Cette idée m’est peut-être apparue soudainement saillante parce que les demoiselles américaines se regardent beaucoup dans les grands miroirs des salles de bain de l’université. Je ne veux pas faire une phénoménologie des toilettes des filles, mais vraiment, c’est dans l’expérience quotidienne plutôt que dans les cours que me viennent mes plus intéressantes idées théoriques. Évidemment, je ne prétends pas à l’universalité de cet intérêt soudain.
Il y a tout un système de miroirs dans les toilettes des filles. Il y en a de toutes les formes et dans différents endroits de la salle de bain. Lorsque les filles se regardent dans le miroir, j’ai beau passer dans l’image virtuelle du miroir, je n’en fais pas partie. Si j’en fais partie, c’est en tant que personne qui regarde quelqu’un se regarder (dans l’espace tangible) ou encore, si je me regarde moi-même, je crée un autre petit espace tout aussi autonome. On ne peut diriger son intention sur nous-mêmes et quelqu’un d’autre en même temps (la psychopop du narcissique le savait déjà !).
J’ai l’impression que de voir quelqu’un se regarder nous en dit plus long sur la personne que de la regarder agir. Lorsque quelqu’un s’ajuste à son reflet, il révèle, selon moi, une parcelle, petite mais très dense, de son intimité. Écho en savait beaucoup plus sur Narcisse que lui-même ne pouvait le réaliser ! Ce dialogue, entre deux images puisque nous sommes images pour nous-mêmes avant de nous regarder dans le miroir, est incontrôlable en temps réel. Je suis moi-même un peu gênée à l’idée que quelqu’un me regarde lorsque je me regarde dans le miroir. Je dois faire abstraction du monde tangible pour arriver à me voir et cela est beaucoup plus facile lorsque je suis seule. Sinon, je ne me vois pas. Je vois une forme humaine, mais ce n’est pas moi. Se voir est un phénomène immersif. Il n’y a pas de superficialité dans le fait de se voir, ce n’est jamais qu’au niveau formel que l’on peut regarder son visage.

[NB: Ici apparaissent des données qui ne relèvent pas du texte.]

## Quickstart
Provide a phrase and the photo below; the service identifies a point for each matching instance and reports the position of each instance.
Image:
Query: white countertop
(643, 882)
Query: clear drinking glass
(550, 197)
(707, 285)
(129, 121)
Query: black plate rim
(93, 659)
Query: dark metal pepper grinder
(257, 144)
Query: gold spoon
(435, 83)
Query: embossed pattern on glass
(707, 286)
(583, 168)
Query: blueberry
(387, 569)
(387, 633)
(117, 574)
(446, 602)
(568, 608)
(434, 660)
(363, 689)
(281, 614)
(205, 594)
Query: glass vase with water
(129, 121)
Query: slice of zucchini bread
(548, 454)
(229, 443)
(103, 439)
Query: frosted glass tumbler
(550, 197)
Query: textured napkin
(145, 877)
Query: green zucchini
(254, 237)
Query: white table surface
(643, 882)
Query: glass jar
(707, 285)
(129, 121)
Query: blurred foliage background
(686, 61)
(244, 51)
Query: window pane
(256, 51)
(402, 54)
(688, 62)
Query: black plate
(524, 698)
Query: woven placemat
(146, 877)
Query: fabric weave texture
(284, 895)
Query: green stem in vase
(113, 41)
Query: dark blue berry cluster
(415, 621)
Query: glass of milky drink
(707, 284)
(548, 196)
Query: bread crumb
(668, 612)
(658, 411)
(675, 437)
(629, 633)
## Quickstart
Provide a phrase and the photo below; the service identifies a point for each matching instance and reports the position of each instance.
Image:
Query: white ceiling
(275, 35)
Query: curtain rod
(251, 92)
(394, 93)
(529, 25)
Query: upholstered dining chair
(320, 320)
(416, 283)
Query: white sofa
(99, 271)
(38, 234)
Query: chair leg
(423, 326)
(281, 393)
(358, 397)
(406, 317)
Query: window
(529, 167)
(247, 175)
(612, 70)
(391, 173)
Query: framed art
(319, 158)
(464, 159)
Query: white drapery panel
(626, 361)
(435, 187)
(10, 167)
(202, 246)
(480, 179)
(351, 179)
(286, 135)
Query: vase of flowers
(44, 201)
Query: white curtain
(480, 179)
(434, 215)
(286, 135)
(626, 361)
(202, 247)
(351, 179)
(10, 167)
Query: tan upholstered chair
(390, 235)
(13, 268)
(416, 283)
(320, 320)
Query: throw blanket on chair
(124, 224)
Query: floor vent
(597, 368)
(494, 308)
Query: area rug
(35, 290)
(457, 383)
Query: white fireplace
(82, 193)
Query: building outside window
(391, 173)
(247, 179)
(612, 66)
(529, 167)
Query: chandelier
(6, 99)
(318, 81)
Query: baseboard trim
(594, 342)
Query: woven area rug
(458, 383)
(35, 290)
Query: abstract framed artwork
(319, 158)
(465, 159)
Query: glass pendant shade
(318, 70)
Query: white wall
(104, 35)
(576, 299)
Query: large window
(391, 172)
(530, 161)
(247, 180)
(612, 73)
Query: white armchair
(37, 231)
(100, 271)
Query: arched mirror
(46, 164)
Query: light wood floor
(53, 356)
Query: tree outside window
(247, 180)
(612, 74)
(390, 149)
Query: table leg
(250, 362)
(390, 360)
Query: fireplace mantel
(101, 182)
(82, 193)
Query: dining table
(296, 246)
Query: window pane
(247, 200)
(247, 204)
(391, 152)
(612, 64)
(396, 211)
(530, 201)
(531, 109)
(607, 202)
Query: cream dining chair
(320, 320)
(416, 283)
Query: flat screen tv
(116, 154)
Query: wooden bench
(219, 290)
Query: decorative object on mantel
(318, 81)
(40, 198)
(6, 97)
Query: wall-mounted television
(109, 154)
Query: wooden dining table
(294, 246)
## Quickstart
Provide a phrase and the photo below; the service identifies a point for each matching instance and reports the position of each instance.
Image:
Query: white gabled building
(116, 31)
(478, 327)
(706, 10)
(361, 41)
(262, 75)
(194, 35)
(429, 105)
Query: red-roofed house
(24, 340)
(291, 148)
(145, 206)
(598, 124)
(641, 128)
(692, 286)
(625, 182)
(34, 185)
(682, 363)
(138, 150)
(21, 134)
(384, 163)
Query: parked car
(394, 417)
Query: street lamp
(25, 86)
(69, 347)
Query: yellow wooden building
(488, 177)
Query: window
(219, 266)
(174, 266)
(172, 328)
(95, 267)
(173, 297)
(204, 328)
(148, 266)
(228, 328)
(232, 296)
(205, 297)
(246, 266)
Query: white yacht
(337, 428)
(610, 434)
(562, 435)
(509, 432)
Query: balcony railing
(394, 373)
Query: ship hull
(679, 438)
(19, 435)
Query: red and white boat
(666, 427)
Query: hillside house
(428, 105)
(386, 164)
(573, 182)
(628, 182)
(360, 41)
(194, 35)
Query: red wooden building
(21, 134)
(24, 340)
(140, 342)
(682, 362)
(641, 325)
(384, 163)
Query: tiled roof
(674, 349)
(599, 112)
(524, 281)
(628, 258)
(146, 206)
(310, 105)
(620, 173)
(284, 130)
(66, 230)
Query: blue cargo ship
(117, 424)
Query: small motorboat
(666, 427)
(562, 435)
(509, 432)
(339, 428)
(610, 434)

J’ai déjà surpris plusieurs personnes se regarder dans le miroir : soit elles ne me voient pas, soit elles sursautent et cessent de se regarder tout en jetant des coup d’œil rapides, et probablement insatisfaisants, à leur image. Par le miroir, nous habitons une « fiction » paradoxalement plus vraie (dans l’expérience) que tout le reste. Quand je vois quelqu’un se regarder dans le miroir, même si cette personne refait son maquillage pour mieux se camoufler, j’expérimente une présence. Je ne sais pas trop ce que ça veut dire. C’est peut-être juste une logique mathématique qui n'est absolument pas intuitive. Après tout, Husserl était logicien : deux moins égalent un plus, deux image égalent l’absence d’image ou encore deux effets de présence égalent de la présence. Qu’est-ce que l’absence d’image ? L'image n'est-elle pas déjà une absence ? Narcisse qui se regarde disparaît au fond du lac et il ne reste qu’Écho condamnée à répéter les mots de Narcisse. L'écho est cette chose étrange qui émerge lorsque je regarde quelqu'un se regarder...
La présence est l’écho infini de la mort d’une image.